The book explores how home computers in the 1980s were designed to sustain heteronormative middle-class families by shaping relationships between users, emphasizing the influence of women's culture and feminist critique on personal computing despite women's underrepresentation in the industry.
Hilu introduces the notion of 'companionate computing,' which reimagines the spread of computers into American homes as a history of interpersonal, romantic, and familial media that integrates computing into family dynamics.
Hilu conducted extensive research through digital archives, newspaper and magazine articles, and visits to physical archives like the Strong Museum of Play, focusing on how computers were integrated into family life and relationships during the 1980s.
Early anxieties centered on the gendered perception of computers as masculine technologies entering a feminized domestic space, potentially disrupting family relationships and distracting men from their familial responsibilities.

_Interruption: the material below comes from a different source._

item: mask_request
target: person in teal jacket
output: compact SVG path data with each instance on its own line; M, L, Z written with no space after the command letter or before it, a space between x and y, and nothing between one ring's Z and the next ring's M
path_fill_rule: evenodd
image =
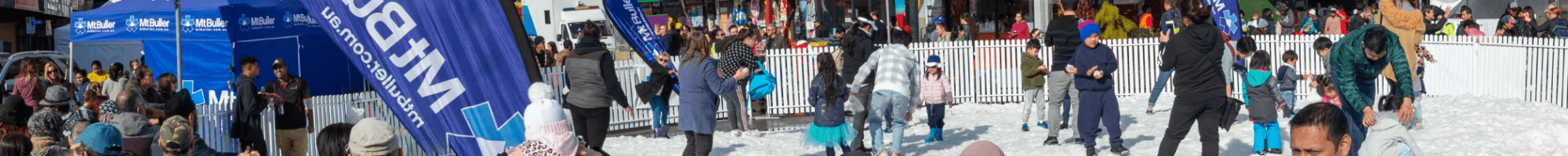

Hilu's work expands on existing histories by focusing on the domestication of computers and the influence of feminist critiques on personal computing, challenging the over-emphasis on hobbyist culture and masculinity in earlier narratives.
Hilu discovered that even non-feminist relationship software, like the program 'Interlude,' referenced therapeutic culture to legitimize themselves, showing how broader societal shifts in intimacy and sexuality influenced the development of such technologies.
Hilu advises that the key to transforming a dissertation into a book is developing a clear through line or central argument that ties the entire work together, which may not be immediately apparent during the dissertation process.
Hilu's next project will explore the intersection of games and therapy, examining how gaming logics have shaped therapeutic technologies and discourse, focusing on the historical arc of media as relational and therapeutic tools.
*Digitizing Domesticity in the 1980s: The Intimate Life of Computers *)(U Minnesota Press, 2024) shows how the widespread introduction of home computers in the 1980s was purposefully geared toward helping sustain heteronormative middle-class families by shaping relationships between users. Moving beyond the story of male-dominated computer culture, this book emphasizes the neglected history of the influence of women’s culture and feminist critique on the development of personal computing despite women’s underrepresentation in the industry.
Proposing the notion of “companionate computing,” Reem Hilu reimagines the spread of computers into American homes as the history of an interpersonal, romantic, and familial medium. She details the integration of computing into family relationships—from helping couples have better sex and offering thoughtful simulations of masculine seduction to animating cute robot companions and giving voice to dolls that could talk to lonely children—underscoring how these computer applications directly responded to the companionate needs of their users as a way to ease growing pressures on home life.
The Intimate Life of Computers is a vital contribution to feminist media history, highlighting how the emergence of personal computing dovetailed with changing gender roles and other social and cultural shifts. Eschewing the emphasis on technologies and institutions typically foregrounded in personal-computer histories, Hilu uncovers the surprising ways that domesticity and family life guided the earlier stages of our all-pervasive digital culture.
Peter C. Kunze is an assistant professor of communication at Tulane University.